First Modified Example of Embodiment
In the embodiment described above, the case where the operation procedure display process is executed when the execution instruction is received by the input interface 10 between the first examination and the second examination has been described. However, the operation procedure display process may be executed at another timing. For example, when replacing the receiving coil 6 between the first inspection and the second inspection, the top 9 a is pulled out from the gantry 8 by a predetermined amount or more. Therefore, the processing circuit 16 may execute the operation procedure display process when detecting that the top 9 a has been pulled out of the gantry 8 by a predetermined amount or more.

  A modification in which the operation procedure display process is executed when the top plate 9a is pulled out from the gantry 8 will be described as a first modification of the embodiment. In the first modification, the processing circuit 16 executes an operation procedure display process when the top 9 a is pulled out of the gantry 8.

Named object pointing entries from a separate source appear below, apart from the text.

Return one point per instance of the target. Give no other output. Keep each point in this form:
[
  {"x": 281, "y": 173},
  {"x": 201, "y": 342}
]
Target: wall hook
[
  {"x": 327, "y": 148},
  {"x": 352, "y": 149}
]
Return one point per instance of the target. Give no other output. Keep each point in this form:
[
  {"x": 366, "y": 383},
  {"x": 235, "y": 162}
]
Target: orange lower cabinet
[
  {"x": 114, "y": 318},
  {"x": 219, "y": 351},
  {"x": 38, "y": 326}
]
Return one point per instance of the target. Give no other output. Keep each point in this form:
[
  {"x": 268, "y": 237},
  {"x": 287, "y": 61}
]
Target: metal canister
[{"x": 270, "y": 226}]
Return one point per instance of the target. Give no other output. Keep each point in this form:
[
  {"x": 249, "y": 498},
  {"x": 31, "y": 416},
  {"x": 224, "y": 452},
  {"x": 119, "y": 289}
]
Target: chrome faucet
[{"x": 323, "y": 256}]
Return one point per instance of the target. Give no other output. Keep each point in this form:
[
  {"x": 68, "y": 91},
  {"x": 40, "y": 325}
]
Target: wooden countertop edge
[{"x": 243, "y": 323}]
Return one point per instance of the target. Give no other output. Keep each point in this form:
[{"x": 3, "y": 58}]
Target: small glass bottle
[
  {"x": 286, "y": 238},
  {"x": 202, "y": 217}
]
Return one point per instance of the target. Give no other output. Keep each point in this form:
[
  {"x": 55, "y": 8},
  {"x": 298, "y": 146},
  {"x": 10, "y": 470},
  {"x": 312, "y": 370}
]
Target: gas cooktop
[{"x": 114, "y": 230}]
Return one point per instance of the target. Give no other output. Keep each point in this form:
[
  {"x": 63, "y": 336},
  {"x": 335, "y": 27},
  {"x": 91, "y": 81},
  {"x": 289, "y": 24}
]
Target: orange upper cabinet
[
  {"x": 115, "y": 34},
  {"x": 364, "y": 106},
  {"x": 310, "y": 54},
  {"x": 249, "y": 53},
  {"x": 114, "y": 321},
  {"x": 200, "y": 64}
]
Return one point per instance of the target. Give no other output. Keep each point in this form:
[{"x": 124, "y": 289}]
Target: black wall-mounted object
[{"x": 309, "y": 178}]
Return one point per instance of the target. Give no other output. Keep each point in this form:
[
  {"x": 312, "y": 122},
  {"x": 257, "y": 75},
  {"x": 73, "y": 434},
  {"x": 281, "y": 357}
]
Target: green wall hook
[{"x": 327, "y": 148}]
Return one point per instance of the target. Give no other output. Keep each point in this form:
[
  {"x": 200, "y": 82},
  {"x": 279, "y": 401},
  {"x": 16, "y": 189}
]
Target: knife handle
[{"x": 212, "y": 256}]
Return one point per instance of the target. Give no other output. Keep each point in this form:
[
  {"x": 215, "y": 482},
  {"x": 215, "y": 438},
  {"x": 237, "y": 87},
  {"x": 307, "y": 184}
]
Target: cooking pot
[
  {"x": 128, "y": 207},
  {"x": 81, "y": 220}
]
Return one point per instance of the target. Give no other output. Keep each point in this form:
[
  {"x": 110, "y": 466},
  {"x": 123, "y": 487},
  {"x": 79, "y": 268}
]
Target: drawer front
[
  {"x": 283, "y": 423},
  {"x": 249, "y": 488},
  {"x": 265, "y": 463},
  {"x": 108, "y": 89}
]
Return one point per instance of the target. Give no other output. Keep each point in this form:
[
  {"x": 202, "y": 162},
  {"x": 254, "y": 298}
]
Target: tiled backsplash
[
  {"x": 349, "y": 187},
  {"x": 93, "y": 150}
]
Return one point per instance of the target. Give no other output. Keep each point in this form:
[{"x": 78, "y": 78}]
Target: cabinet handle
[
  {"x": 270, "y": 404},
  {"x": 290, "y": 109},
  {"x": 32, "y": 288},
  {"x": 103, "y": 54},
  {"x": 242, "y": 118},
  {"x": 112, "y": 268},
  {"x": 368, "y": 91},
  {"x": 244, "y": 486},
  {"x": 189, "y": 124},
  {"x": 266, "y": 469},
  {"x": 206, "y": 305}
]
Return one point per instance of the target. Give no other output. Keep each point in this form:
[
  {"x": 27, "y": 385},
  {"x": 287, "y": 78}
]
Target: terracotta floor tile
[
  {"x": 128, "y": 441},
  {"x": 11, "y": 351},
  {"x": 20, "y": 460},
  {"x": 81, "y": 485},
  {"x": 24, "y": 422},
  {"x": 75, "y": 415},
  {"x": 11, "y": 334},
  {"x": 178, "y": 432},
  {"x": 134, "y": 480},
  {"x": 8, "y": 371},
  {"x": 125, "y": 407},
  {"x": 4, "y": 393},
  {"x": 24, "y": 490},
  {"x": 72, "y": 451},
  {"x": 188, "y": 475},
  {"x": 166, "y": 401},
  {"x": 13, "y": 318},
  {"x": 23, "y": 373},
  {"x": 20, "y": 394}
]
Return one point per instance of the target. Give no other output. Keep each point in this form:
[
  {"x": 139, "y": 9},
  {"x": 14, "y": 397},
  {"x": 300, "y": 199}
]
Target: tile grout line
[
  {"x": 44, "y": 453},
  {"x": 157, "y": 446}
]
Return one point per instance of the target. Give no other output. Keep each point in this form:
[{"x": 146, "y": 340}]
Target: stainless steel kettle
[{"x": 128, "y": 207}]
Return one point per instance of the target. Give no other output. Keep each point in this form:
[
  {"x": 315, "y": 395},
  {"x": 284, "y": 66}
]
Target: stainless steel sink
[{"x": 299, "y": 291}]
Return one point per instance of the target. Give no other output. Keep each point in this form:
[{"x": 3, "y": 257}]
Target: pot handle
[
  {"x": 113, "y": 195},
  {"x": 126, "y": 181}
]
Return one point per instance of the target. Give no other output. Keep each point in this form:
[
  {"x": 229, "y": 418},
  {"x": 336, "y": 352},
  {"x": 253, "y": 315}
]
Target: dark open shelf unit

  Therefore, in the first modification, when the top plate 9a is pulled out from the gantry 8, the narrowing function 16b selects the port 9b of the connection destination of the receiving coil 6 from among the plurality of ports 9b according to the imaging condition. Narrow down

  In step S101 of the first modification, the narrowing-down function 16b is an inspection (second inspection) performed after the top 9a is pulled back when the top 9a is pulled out from the gantry 8. It is determined whether the arrangement of the object model indicating the object S to be an object and the arrangement of the first coil model are consistent.

  In step S102 of the first modification, the narrowing-down function 16b sets the first coil when the second coil model to be used after the top 9a is pulled back is arranged in accordance with the object model. It is determined whether the model and the second coil model interfere with each other.

  The MRI apparatus 100 according to the first modification of the embodiment has been described above. According to the MRI apparatus 100 of the first modification, as in the first embodiment, information on the high frequency coil can be easily transmitted to the user.

Second Modified Example of Embodiment
In the embodiment described above, for example, the case where the subject model is registered in the subject model database 12b for each of the body position, height, and weight of the subject S has been described. However, the subject model may be registered in the subject model database 12 b for each of the height or weight or the height and weight of the subject S. Thus, such a modification will be described as a second modification of the embodiment.

  In the second modification, the examination information 12a includes at least one of height and weight so that the subject model of the subject S to be subjected to the second examination can be acquired. For example, when a subject model is registered in the subject model database 12b for each height of the subject S, the examination information 12a may include only the height among the height and the weight. .

  Further, in the case where the subject model is registered in the subject model database 12b for each weight of the subject S, the examination information 12a may include only the weight among the height and the weight. .

  When the subject model is registered for each height and weight of the subject S in the subject model database 12b, the height and weight may be included in the examination information 12a.

  In the second modification, the narrowing-down function 16b narrows down according to the examination information 12a including at least one of the height and the weight of the subject S.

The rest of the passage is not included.